Saturday, June 2, 2012

Visit Afghanistan's 'Little America,' and See the Folly of For-Profit War

    Saturday, June 02, 2012   No comments


by David Rohde

First with an ill-fated Cold War-era project and now with the war today, Helmand province has been the source of enormously lucrative private contracting that has done little to improve peoples' lives.

Eight years ago, a 72-year-old American aid worker named Charles Grader told me a seemingly fantastical story. In a bleak stretch of Afghan desert that resembled the surface of Mars, several dozen families from states like Montana, Wisconsin and California had lived in suburban tract homes with backyard barbecues. For 30 years during the Cold War, the settlement served as the headquarters of a massive American project designed to wean Afghans from Soviet influence.



American engineers oversaw the largest development program in Afghanistan's history, constructing two huge earthen dams, 300 miles of irrigation canals and 1,200 miles of gravel roads. All told, the project made 250,000 acres of desert bloom. The town, officially known as "Lashkar Gah," was the new capital of Helmand province and an ultra-modern world of workshops and offices. Afghans called it "Little America."

Intrigued, I hitched a ride to the town with Grader a few weeks later. A weathered New England blue blood, Grader was the last American to head the Kabul office of the U.S. Agency for International Development before the 1979 Soviet invasion. In 2004, he was back in Afghanistan working as a contractor, refusing to retire just yet and trying, it seemed, to do good.

From the moment we arrived in Lashkar Gah, I was transfixed by Little America, its history and its meaning. At enormous cost, a sweeping American Cold War effort had temporarily eased the destitution of one corner of Afghanistan but failed to achieve its lofty goals. Surveying the town, I desperately hoped America could do better.

Over the next eight years, an epic tragedy unfolded in Helmand. All told, 858 American and British troops have died in the province since 2001 - nearly twice as many as in any other Afghan province - and the U.S. and British governments have spent billions of dollars in a province twice the size of Maryland with a population of 1 million. Hundreds of foreign contractors arrived to train Afghan police, farmers and government officials as well.
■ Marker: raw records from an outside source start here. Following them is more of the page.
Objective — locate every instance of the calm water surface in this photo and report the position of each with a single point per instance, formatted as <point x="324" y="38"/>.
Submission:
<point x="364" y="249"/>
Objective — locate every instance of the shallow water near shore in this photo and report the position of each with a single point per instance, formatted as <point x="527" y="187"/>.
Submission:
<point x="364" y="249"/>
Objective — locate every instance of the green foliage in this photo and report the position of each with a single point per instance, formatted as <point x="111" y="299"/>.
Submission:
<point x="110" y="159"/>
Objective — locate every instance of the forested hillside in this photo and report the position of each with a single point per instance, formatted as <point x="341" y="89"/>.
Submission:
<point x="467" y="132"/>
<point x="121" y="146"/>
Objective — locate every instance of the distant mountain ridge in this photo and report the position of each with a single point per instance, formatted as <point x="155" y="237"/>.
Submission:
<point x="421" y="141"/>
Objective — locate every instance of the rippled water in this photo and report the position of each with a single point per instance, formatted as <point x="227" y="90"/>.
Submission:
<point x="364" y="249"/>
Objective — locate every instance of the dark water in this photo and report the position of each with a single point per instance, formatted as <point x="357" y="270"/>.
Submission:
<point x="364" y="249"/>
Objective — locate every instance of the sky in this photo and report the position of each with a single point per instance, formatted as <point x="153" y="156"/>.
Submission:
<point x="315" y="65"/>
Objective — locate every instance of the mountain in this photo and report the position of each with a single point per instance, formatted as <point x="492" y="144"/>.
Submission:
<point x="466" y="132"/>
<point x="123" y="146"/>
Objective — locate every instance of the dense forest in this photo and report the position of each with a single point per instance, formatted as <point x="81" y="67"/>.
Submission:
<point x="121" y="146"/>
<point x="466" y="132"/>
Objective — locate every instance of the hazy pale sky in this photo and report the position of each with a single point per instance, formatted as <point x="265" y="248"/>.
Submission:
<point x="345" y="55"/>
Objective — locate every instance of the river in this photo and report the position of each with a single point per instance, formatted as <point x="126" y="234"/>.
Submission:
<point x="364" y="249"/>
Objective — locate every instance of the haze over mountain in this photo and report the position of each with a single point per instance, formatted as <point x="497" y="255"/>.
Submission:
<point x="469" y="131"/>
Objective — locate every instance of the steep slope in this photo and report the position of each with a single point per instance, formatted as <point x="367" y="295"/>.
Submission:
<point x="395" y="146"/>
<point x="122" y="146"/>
A clear pattern emerged. When massive international efforts were made, real progress emerged. The provincial capital and other large towns in central Helmand grew more secure and thrived economically, and narcotics cultivation dropped by one-third. But in isolated rural areas poverty, corruption and Islamic conservatism defied a scattershot American effort. As American and British forces prepare to withdraw next year, Afghans fear that the gains will crumble.

Over the course of four years, from 2004 to 2008, I visited Helmand roughly every six months. I embedded with American military units but found myself drawn to the American civilian effort again and again. Creating a crude but functioning Afghan economy, government and schools, it seemed, was the key to long-term stability.

In the end, Helmand proved tragic. I met dozens of well-intentioned American and Afghan civilians who found themselves trapped in a system marred by inconsistency, short-term goals and a focus on American - not Afghan - priorities. Speed, visibility and American political needs ruled. Patience, complexity and deference to Afghans were shunned.

Instead of triumphing, many of the Americans I met there ended up dejected, confused and cynical. What happened in Little America - and what it says about America's place, role and future in the world - haunts me as well.